I built a little Tic Tac Toe Tokenizer in ruby and I’d love to have some discussion around it.
require 'strscan'
require 'stringio'
class Token
attr_reader :kind, :value
def initialize(kind, value)
@kind = kind
@value = value
end
def to_s
"#{kind}:\t#{value}"
end
end
class Tokenizer
attr_reader :io
XTOKEN = /X/
OTOKEN = /O/
BLANKTOKEN = /-/
def initialize(io)
@io = StringScanner.new io
end
def next_token
return nil if io.eos?
if token = io.scan(XTOKEN)
return Token.new(:x, token)
elsif token = io.scan(OTOKEN)
return Token.new(:y, token)
elsif token = io.scan(BLANKTOKEN)
return Token.new(:blank, token)
else
# Unknown token
end
end
end
tokenizer = Tokenizer.new "XX-O--O--"
while (token = tokenizer.next_token)
puts token
end
# => x: X
# => x: X
# => blank: -
# => y: O
# => blank: -
# => blank: -
# => y: O
# => blank: -
# => blank: -
On nil
nil
usually isn’t a good value to return from a function- it’s devoid of meaning.

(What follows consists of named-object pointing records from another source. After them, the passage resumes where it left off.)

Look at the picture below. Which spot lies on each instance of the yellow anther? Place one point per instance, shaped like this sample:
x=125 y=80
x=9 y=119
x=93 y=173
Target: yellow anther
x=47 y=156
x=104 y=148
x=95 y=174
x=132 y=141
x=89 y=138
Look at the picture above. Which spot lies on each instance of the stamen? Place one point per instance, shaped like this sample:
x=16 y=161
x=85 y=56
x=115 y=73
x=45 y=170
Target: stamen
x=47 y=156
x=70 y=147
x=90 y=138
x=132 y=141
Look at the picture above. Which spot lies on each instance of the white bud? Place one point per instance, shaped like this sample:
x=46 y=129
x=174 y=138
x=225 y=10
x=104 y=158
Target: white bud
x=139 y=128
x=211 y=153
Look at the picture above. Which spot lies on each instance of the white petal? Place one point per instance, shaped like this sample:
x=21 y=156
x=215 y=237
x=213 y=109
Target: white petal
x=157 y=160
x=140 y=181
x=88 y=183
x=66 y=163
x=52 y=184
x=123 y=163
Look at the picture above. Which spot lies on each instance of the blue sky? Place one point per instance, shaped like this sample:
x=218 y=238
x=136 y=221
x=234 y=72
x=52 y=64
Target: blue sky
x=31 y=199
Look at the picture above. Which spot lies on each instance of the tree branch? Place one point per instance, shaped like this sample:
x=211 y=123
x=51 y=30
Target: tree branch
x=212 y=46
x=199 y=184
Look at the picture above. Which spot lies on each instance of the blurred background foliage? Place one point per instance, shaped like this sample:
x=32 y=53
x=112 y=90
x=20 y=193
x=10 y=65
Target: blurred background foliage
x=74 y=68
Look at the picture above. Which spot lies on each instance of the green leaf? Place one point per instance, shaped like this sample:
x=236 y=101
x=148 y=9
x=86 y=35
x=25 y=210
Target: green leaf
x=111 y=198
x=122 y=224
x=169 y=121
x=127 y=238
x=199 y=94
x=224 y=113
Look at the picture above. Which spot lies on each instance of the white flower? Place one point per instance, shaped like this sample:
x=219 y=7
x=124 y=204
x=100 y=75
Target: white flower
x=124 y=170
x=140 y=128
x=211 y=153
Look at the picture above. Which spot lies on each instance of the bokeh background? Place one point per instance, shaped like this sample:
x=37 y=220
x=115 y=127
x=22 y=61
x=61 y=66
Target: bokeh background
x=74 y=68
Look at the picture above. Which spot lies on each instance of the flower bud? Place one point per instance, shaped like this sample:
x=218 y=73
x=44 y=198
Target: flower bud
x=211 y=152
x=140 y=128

I’ve enjoyed some of the early videos on nil in the upcase library. But here, in the next_token
method I’m returning nil when there are no more tokens. I can make an argument that because there are no more token that this might be a value- you can keep calling next_token as much you like and you’ll always get nil. But I bet there’s something that would feel better.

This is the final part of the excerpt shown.